Кто-то засмеялся, но Егоров заметил, что мама Пяткина огорчилась. Он поднялся с бокалом в руках.
— Внутриутробные дети слышат и понимают. У них свой слух и своя память. Поэтому при них нельзя ссориться. Их надо любить. Любовь должна сопровождать человека до того, как он появился. Всю его жизнь. И потом. После жизни.

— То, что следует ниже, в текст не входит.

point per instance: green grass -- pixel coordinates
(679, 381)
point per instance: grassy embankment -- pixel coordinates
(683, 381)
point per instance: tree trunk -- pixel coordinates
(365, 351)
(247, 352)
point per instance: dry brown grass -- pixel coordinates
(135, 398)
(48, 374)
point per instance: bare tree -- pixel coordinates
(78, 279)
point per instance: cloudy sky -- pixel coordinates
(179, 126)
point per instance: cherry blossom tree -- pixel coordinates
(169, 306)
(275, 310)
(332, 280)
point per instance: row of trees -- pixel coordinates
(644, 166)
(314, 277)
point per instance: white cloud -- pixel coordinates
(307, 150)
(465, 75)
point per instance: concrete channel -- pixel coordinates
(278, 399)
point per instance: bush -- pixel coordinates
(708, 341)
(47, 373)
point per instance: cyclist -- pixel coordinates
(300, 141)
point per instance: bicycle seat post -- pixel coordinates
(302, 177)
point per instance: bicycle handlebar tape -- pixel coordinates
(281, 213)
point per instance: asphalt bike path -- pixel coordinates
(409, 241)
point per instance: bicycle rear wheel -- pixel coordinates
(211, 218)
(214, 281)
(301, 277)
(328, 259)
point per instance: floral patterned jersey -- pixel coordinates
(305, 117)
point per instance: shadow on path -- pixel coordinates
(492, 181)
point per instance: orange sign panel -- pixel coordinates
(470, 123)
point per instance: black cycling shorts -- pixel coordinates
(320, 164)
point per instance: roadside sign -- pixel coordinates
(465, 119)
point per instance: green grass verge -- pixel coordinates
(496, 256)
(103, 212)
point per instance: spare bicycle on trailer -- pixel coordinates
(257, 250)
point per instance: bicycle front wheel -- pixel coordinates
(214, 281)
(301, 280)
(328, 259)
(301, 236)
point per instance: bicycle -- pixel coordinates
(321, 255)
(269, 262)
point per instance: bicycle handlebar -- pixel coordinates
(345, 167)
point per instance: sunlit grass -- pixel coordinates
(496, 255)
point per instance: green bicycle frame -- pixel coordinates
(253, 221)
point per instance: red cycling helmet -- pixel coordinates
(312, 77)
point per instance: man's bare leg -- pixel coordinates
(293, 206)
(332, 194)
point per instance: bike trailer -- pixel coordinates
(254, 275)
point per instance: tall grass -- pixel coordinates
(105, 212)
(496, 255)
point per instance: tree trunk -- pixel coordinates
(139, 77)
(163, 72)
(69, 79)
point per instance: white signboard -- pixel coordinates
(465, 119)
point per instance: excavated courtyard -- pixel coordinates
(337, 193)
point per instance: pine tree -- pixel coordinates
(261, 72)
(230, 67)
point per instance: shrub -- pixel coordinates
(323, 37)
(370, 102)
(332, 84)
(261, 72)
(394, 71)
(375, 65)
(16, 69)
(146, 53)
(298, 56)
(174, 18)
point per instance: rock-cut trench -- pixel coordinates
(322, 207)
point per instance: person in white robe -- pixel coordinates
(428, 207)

Глаза продолжали тянуть так сильно, что Егоров покачнулся. Пришлось взяться рукой за стол. Мысли сбились. От ее глаз было никуда не деться. Он тряхнул головой и бросил свое лицо в ее сторону. И его синие в белых лучах полетели в ее карие в золотой пыли. Над столом как будто протянулись провода высокого напряжения. Грохнула музыка, тоже какая-то электрическая. Марутян пригласил Веронику танцевать. Она пошла с ним в трепыхающийся круг, стала его частью. Но из-за плеча Марутяна искала егоровское лицо. Она уже без него жить не могла. Она снова стала реликтовым листком, а Егоров водой. Она впитывала эту воду каждой клеточкой, оживала. И все остальное рядом с этим отодвинулось далеко, уменьшилось до точки: ссоры, статьи, примирения, Анина болезнь. Стыдно сознаваться, но даже Анина болезнь в эту минуту была меньше той космической энергии, которой, может быть, и заряжается все живое на Земле.